It's going to take 2 to 3 weeks to obtain adequate grass growth for grazing following a good pasture burn. If you burn the end of April, it's going to be May 15th before you can have much livestock available forage. So pastures get burned earlier than that, anywhere from late March to early April. In these pastures, there will be forage available by the first of May. The problem is that the earlier you burn, the more invasion by undesirable cool season grasses, like bluegrass and bromegrass, you will have. These grasses start growing much earlier in the season but produce very little forage during June, July and August. The warm season native grasses produce most of their growth during these hot summer months.

If you consistently burn your pasture in late March and early April, you will change the composition of your pasture grasses. You will favor the cool season grasses at the expense of the warm season native grasses. You will have forage available sooner, but your overall productivity will go down. You create a vicious circle that takes a lot of intense management to reverse. The first step in fixing this problem is to postpone the start of the grazing season to May 15th, and extend it on the back side to October 31st.
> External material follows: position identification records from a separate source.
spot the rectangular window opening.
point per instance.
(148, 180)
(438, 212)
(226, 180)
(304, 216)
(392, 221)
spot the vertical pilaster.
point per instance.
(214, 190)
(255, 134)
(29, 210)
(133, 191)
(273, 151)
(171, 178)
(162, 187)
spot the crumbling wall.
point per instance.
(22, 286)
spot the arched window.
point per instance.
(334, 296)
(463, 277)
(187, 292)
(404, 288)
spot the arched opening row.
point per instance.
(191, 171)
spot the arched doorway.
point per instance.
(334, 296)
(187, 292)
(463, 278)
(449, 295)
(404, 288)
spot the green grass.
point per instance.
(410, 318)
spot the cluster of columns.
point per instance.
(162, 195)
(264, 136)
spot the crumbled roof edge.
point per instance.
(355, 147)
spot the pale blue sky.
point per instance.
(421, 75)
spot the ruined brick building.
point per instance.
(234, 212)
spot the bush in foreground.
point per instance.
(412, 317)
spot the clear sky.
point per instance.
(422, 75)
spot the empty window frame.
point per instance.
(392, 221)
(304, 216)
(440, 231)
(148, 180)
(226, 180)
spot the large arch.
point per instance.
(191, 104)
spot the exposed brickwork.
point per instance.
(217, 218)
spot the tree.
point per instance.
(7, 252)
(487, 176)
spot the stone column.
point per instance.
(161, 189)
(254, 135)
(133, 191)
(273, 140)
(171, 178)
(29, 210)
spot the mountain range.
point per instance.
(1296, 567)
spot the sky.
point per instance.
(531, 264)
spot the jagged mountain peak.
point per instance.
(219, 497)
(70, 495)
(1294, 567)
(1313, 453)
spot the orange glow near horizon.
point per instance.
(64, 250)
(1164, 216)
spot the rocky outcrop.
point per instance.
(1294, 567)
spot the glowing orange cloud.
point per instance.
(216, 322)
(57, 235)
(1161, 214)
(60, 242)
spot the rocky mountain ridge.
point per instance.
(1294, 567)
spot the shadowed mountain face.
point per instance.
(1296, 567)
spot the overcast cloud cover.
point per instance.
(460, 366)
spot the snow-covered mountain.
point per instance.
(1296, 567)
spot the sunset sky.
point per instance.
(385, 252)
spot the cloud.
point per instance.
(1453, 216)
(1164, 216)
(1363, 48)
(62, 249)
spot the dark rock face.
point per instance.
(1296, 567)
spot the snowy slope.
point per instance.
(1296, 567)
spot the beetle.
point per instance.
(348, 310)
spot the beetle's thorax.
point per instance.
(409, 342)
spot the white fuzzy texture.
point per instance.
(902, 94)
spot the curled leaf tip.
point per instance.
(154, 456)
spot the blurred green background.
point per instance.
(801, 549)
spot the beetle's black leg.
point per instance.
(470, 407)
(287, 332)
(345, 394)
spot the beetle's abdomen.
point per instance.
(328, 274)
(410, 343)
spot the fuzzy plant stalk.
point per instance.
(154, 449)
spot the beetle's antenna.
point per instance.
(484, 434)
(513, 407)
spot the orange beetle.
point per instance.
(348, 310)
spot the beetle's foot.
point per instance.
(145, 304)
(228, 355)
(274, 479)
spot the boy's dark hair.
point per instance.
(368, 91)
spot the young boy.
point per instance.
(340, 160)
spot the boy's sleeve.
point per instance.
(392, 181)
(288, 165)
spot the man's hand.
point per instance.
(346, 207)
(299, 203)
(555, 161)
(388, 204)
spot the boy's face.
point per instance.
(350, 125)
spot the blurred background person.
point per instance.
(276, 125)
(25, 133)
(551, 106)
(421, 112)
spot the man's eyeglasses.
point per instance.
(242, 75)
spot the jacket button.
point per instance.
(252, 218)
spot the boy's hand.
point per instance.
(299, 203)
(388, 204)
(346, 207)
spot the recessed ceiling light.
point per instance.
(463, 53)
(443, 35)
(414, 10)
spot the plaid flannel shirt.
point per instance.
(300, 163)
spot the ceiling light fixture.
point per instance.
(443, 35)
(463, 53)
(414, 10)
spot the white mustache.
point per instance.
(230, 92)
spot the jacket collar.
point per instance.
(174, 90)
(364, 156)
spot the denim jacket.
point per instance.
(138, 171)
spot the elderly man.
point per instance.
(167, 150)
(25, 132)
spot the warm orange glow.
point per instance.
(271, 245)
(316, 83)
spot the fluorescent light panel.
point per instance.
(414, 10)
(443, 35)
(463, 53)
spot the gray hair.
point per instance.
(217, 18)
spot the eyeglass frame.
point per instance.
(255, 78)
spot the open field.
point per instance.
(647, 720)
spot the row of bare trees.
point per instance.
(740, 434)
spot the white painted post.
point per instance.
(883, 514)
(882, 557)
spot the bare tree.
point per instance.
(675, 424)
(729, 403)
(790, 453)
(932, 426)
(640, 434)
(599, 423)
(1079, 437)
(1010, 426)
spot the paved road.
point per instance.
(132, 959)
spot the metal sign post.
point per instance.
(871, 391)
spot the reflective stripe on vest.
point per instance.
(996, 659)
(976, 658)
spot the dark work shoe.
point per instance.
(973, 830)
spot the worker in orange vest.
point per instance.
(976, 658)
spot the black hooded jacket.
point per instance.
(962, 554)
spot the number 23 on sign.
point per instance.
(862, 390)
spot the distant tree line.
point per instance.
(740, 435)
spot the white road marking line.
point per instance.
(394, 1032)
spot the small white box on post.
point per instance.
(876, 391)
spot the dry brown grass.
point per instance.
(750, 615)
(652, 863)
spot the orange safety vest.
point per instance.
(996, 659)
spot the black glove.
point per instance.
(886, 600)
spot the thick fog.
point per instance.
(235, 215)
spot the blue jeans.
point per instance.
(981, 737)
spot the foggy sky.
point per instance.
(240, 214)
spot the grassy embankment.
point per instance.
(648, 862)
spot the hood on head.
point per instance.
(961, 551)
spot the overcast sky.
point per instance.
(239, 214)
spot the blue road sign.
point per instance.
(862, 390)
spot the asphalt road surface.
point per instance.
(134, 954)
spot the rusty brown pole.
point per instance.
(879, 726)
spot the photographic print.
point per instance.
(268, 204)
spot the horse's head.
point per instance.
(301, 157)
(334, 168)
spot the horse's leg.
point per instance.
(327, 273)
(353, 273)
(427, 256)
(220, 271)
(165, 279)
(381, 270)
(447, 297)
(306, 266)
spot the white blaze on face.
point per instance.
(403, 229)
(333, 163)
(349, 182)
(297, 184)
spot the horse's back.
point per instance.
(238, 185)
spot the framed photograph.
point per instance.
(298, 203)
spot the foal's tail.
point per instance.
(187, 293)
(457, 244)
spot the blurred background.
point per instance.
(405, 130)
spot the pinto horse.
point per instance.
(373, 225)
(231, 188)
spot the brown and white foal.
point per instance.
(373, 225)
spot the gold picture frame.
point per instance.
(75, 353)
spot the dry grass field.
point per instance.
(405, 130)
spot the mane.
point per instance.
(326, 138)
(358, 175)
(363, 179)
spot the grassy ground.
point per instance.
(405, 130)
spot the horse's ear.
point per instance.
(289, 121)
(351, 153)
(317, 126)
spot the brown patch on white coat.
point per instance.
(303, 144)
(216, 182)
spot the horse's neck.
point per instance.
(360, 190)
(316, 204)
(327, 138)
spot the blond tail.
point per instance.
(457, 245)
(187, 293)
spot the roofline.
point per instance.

As to the rest of the pasture lease issues, the answers aren't much simpler. Fences are often repaired with the landlord supplying the materials and the tenant the labor. But anything can be worked out between the two parties including adjustments to lease rates. The bottom line is that management of the pasture will dictate everything. If you burn early and overstock, you will eventually have a wreck. Learn to follow the lead of the grass and adjustment your management to the natural plant cycle, because it sure as heck isn't going to adjust to you!